Political Economy of Trump’s “jobs” policy — A scenario.

17 Nov

President elect Trump says he wishes to “Prioritize the jobs, wages and security of the American people” (https://www.donaldjtrump.com/policies/immigration). But what would his restrictive immigration policy do for jobs? The question is complex but the most obvious analysis suggests that it would not help unskilled workers or workers with outdated skills.

Let’s start in the labor market. Immigration restrictions will reduce the supply of labor. That should raise wages for American workers. However, that wage rise will also impact how American businesses hire workers. A higher wage might make labor relatively more expensive than capital. Businesses would then substitute capital for labor where they can. Such substitutions may be harder in agriculture (machines have a harder time picking fruit without bruising them) than in say automobile manufacturing (already quite capital intensive). Nevertheless that kind of substitution would be incentivized by the rise in the price of labor relative to capital. Of course, these higher wage jobs would also require specific skills since employers will pay higher wages only to more productive workers. Thus workers with low or outdated skills may continue to be unemployed.

A President Trump has also promised higher infrastructure spending. So that will also spur the growth of construction and construction jobs. But here too higher wages (increase in the demand for labor) will also require higher productivity. In short these jobs will require specific skills since these jobs will be part of a capital intensive production process. Once again, folks with low or outdated skills may not see the benefit they hoped for.

In fact President elect Trump’s  desire to reduce the trade deficit could further complicate matters.

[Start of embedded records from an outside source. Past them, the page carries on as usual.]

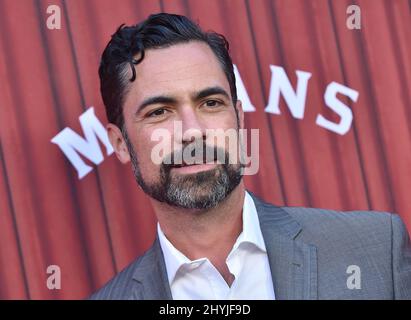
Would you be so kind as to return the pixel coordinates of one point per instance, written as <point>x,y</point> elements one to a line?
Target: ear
<point>240,111</point>
<point>117,141</point>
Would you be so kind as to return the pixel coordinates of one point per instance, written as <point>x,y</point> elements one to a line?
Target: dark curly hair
<point>157,31</point>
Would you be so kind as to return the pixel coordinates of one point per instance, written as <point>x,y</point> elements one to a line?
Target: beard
<point>200,190</point>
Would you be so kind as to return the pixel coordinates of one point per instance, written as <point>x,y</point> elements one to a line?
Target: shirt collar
<point>251,233</point>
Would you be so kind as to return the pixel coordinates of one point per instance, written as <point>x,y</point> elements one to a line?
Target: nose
<point>192,128</point>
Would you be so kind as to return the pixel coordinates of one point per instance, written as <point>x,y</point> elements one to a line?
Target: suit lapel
<point>293,263</point>
<point>151,276</point>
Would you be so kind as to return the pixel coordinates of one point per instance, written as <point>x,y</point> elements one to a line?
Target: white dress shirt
<point>247,261</point>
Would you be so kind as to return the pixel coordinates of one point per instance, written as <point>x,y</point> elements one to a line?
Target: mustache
<point>197,152</point>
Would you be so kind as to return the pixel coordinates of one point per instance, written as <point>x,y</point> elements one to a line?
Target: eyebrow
<point>171,100</point>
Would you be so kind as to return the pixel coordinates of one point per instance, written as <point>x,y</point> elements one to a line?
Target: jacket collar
<point>293,263</point>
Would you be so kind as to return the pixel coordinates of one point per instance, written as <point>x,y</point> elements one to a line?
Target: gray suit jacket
<point>313,254</point>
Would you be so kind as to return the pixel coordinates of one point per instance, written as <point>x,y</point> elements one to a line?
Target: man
<point>214,239</point>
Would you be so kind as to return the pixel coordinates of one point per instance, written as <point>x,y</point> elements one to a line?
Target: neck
<point>207,233</point>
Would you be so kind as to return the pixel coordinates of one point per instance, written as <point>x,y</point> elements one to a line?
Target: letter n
<point>281,84</point>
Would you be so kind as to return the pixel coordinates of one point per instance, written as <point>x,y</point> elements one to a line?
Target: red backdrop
<point>93,227</point>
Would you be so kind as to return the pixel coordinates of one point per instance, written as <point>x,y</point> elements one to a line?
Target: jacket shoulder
<point>122,285</point>
<point>365,227</point>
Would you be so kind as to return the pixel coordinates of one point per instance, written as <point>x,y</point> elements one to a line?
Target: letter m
<point>73,144</point>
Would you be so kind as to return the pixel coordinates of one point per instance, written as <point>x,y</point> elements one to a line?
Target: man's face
<point>180,87</point>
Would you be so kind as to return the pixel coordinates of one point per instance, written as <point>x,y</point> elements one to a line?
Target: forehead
<point>177,70</point>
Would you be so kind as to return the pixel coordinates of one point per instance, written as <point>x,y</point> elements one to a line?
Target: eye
<point>212,103</point>
<point>157,112</point>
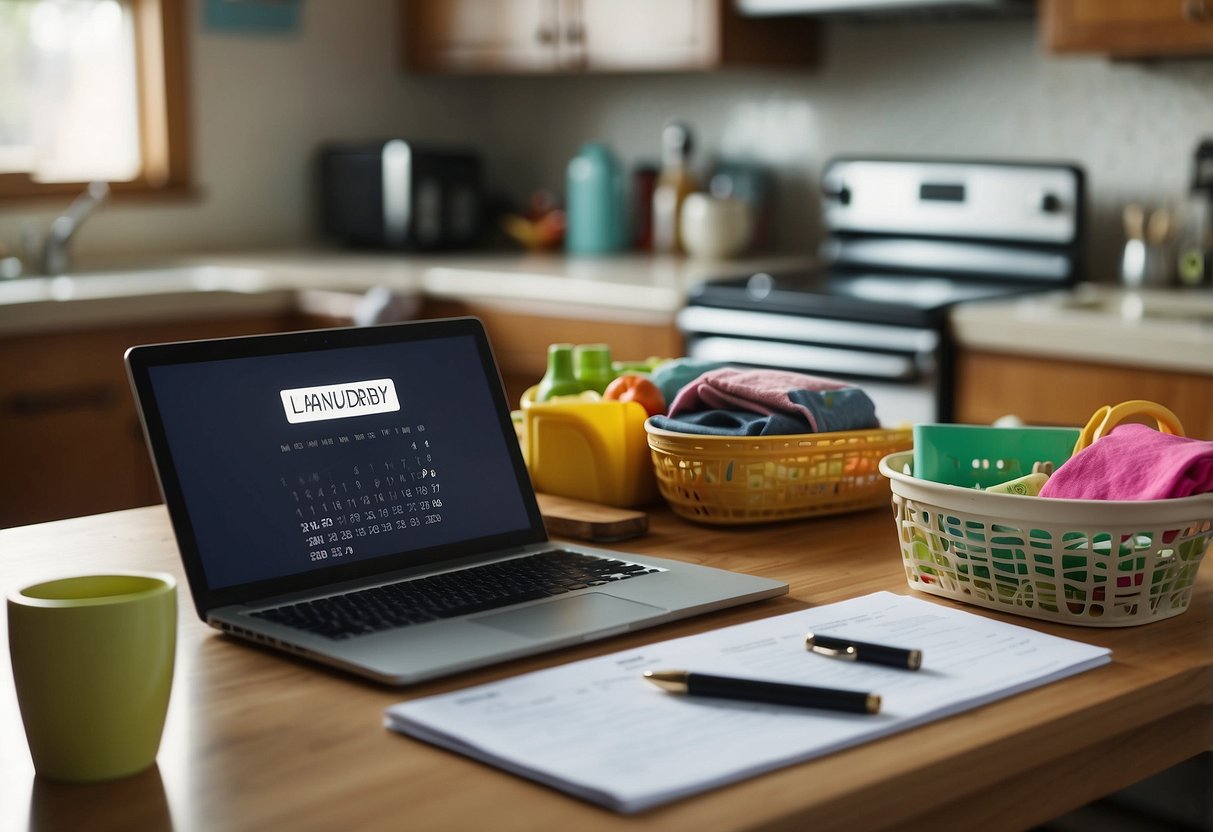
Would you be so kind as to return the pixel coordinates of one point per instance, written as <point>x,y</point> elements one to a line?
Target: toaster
<point>396,194</point>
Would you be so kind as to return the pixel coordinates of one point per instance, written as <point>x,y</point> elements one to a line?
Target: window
<point>91,90</point>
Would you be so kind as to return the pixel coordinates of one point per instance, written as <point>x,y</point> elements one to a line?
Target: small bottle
<point>592,366</point>
<point>559,379</point>
<point>594,198</point>
<point>673,183</point>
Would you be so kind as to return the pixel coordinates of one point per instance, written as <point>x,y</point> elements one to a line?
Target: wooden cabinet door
<point>1129,28</point>
<point>482,35</point>
<point>645,35</point>
<point>535,36</point>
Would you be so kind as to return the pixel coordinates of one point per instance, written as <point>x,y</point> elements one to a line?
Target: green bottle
<point>592,365</point>
<point>559,379</point>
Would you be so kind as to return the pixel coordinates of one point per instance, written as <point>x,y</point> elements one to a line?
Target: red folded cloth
<point>756,391</point>
<point>1135,462</point>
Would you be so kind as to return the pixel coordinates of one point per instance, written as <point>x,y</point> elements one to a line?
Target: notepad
<point>596,729</point>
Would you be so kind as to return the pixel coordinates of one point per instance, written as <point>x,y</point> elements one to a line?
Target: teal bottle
<point>594,201</point>
<point>592,365</point>
<point>559,379</point>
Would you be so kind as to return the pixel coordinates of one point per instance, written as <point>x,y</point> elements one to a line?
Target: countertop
<point>262,740</point>
<point>1160,329</point>
<point>1169,330</point>
<point>627,286</point>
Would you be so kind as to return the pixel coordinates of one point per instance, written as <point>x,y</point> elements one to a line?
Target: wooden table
<point>258,740</point>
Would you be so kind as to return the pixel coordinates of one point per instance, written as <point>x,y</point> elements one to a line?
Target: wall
<point>263,103</point>
<point>952,89</point>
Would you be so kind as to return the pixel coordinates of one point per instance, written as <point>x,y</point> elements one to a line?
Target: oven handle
<point>826,360</point>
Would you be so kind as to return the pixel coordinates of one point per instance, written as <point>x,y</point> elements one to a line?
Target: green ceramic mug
<point>92,660</point>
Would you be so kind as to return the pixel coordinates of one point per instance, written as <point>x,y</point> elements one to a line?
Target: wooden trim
<point>164,110</point>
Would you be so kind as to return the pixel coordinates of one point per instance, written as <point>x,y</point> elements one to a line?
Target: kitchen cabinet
<point>536,36</point>
<point>1043,391</point>
<point>1128,28</point>
<point>69,432</point>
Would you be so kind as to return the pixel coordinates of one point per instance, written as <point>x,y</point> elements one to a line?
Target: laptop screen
<point>294,461</point>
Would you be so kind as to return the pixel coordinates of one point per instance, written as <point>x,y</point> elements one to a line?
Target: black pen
<point>873,654</point>
<point>776,693</point>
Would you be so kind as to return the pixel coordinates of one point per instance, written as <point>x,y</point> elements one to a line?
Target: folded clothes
<point>673,375</point>
<point>732,402</point>
<point>1135,462</point>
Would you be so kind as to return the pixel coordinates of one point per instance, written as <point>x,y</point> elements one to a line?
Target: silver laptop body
<point>301,468</point>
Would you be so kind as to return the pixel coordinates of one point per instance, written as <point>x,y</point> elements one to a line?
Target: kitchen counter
<point>628,286</point>
<point>256,739</point>
<point>1165,330</point>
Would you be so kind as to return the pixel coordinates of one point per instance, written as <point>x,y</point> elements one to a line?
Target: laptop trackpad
<point>568,616</point>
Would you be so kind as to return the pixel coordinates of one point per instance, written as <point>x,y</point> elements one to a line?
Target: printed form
<point>598,730</point>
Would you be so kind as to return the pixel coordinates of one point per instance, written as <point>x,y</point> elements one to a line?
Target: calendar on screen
<point>322,459</point>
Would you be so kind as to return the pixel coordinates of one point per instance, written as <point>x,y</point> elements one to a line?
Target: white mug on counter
<point>715,227</point>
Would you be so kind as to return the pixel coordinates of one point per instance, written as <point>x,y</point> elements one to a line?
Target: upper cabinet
<point>520,36</point>
<point>1129,28</point>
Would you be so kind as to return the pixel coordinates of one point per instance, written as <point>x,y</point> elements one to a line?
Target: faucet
<point>56,258</point>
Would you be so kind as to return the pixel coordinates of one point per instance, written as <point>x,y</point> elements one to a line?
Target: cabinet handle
<point>87,397</point>
<point>1196,11</point>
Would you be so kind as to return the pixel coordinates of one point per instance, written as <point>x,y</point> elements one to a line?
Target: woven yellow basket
<point>1081,562</point>
<point>757,479</point>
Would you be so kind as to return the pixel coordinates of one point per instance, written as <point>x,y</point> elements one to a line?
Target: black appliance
<point>397,194</point>
<point>906,239</point>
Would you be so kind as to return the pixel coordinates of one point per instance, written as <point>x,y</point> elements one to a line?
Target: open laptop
<point>358,496</point>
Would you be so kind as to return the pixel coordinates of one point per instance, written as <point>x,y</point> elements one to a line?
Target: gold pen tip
<point>670,681</point>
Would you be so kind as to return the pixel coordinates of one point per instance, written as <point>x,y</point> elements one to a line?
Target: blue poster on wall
<point>251,16</point>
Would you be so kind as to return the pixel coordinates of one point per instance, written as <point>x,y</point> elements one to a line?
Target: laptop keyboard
<point>451,594</point>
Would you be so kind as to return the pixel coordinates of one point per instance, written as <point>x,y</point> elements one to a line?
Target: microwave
<point>397,194</point>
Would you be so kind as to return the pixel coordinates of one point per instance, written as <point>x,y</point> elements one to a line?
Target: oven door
<point>900,368</point>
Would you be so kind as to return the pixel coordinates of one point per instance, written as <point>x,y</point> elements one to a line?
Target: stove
<point>906,239</point>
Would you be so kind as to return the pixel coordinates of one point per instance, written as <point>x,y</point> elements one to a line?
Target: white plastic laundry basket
<point>1082,562</point>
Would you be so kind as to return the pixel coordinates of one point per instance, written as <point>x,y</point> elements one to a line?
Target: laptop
<point>358,497</point>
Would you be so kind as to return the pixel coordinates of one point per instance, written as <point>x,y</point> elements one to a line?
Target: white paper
<point>598,730</point>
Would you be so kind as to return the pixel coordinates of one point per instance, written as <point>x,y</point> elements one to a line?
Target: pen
<point>873,654</point>
<point>718,687</point>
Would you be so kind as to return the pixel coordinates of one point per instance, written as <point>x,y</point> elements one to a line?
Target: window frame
<point>163,107</point>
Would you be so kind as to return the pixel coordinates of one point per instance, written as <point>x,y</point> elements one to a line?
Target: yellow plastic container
<point>590,450</point>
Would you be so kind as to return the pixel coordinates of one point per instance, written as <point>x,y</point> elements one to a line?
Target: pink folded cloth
<point>1135,462</point>
<point>756,391</point>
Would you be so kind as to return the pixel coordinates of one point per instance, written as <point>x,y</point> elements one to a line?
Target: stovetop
<point>905,300</point>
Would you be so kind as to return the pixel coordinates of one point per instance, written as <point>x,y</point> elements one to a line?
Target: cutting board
<point>587,520</point>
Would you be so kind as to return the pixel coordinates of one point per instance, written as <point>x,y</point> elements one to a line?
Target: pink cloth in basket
<point>756,391</point>
<point>1135,462</point>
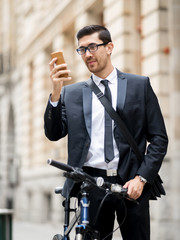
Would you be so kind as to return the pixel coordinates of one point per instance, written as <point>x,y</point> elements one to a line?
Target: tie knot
<point>105,82</point>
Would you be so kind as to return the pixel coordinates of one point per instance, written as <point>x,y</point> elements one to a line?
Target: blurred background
<point>146,35</point>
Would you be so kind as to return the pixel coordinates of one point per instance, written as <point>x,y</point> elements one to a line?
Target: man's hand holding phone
<point>58,74</point>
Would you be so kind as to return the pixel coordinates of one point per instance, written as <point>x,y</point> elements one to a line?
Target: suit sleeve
<point>55,124</point>
<point>156,136</point>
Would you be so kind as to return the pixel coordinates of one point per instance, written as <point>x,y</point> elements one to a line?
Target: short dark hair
<point>104,34</point>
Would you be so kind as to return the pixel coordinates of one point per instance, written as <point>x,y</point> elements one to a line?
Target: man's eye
<point>92,47</point>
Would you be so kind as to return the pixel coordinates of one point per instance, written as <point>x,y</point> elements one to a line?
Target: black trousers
<point>133,219</point>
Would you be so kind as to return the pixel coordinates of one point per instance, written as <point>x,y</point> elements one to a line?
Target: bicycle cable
<point>99,209</point>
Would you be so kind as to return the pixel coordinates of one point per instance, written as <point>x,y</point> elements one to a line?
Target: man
<point>76,111</point>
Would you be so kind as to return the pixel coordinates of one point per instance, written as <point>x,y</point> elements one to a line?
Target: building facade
<point>146,35</point>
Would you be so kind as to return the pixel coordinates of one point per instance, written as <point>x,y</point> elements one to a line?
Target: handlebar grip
<point>60,165</point>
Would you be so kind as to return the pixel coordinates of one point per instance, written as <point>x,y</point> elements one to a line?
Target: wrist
<point>142,179</point>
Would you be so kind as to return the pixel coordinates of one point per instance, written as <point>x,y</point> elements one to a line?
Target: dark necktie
<point>108,138</point>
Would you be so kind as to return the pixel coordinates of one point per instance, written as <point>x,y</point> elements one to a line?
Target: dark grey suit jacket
<point>139,109</point>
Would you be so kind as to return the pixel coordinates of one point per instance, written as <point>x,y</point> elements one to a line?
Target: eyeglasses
<point>91,48</point>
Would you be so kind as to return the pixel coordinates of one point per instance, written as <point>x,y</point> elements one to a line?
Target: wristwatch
<point>142,179</point>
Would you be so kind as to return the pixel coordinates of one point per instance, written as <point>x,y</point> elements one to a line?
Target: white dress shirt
<point>95,157</point>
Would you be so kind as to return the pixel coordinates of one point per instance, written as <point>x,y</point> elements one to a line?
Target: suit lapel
<point>87,107</point>
<point>122,88</point>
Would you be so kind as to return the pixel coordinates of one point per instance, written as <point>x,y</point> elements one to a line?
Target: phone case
<point>60,60</point>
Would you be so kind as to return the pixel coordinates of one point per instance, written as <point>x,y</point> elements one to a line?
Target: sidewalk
<point>33,231</point>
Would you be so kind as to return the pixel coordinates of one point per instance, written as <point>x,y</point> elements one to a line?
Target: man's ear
<point>109,48</point>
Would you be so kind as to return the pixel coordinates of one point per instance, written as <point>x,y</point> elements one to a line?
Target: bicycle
<point>82,214</point>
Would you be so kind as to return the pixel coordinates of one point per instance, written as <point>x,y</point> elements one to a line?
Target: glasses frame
<point>88,48</point>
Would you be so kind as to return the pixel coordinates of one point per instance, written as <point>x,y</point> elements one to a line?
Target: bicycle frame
<point>83,226</point>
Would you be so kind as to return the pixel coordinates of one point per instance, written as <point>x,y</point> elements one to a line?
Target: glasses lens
<point>81,50</point>
<point>93,48</point>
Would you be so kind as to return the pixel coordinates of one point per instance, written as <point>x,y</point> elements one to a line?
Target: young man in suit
<point>75,111</point>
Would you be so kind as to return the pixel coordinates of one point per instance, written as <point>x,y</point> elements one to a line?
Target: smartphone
<point>60,60</point>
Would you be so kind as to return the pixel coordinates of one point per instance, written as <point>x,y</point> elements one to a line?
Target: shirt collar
<point>111,77</point>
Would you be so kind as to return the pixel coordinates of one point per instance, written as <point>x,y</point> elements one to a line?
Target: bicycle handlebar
<point>78,174</point>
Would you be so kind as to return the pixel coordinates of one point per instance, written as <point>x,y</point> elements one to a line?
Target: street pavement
<point>34,231</point>
<point>37,231</point>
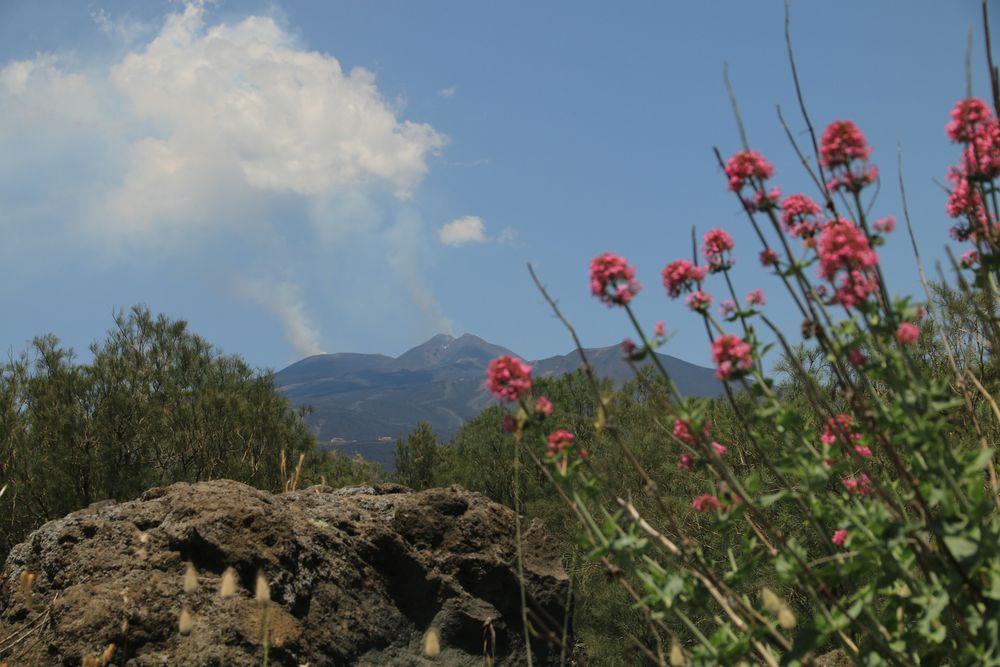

Reducing the trade deficit through high tariff barriers would of course have long term negative effects on innovation and growth. But even in the short term a reduction in the trade deficit would imply a reduction in foreign investment into the US and foreign lending in the US’s capital account. Keep in mind the US’s national accounts have to balance so a reduction in the trade deficit will also result in a reduction in the capital account surplus. This process will be correlated with a stronger dollar and higher US interest rates. This also suggests less investment in the future, lower exports, and generally a higher cost of capital.

To conclude, as both wages and the cost of capital rise in a US protected from both foreign workers and foreign capital, US economic growth and power will diminish in the medium to long term. Of course, the reader will note that there are many moving parts to this scenario. It assumes for example that other countries will not react to US policy changes or that there will be no internal changes in the skill distribution in the US. Nevertheless, the analysis above is pretty straightforward and seems loaded against unskilled workers or workers with outdated skills.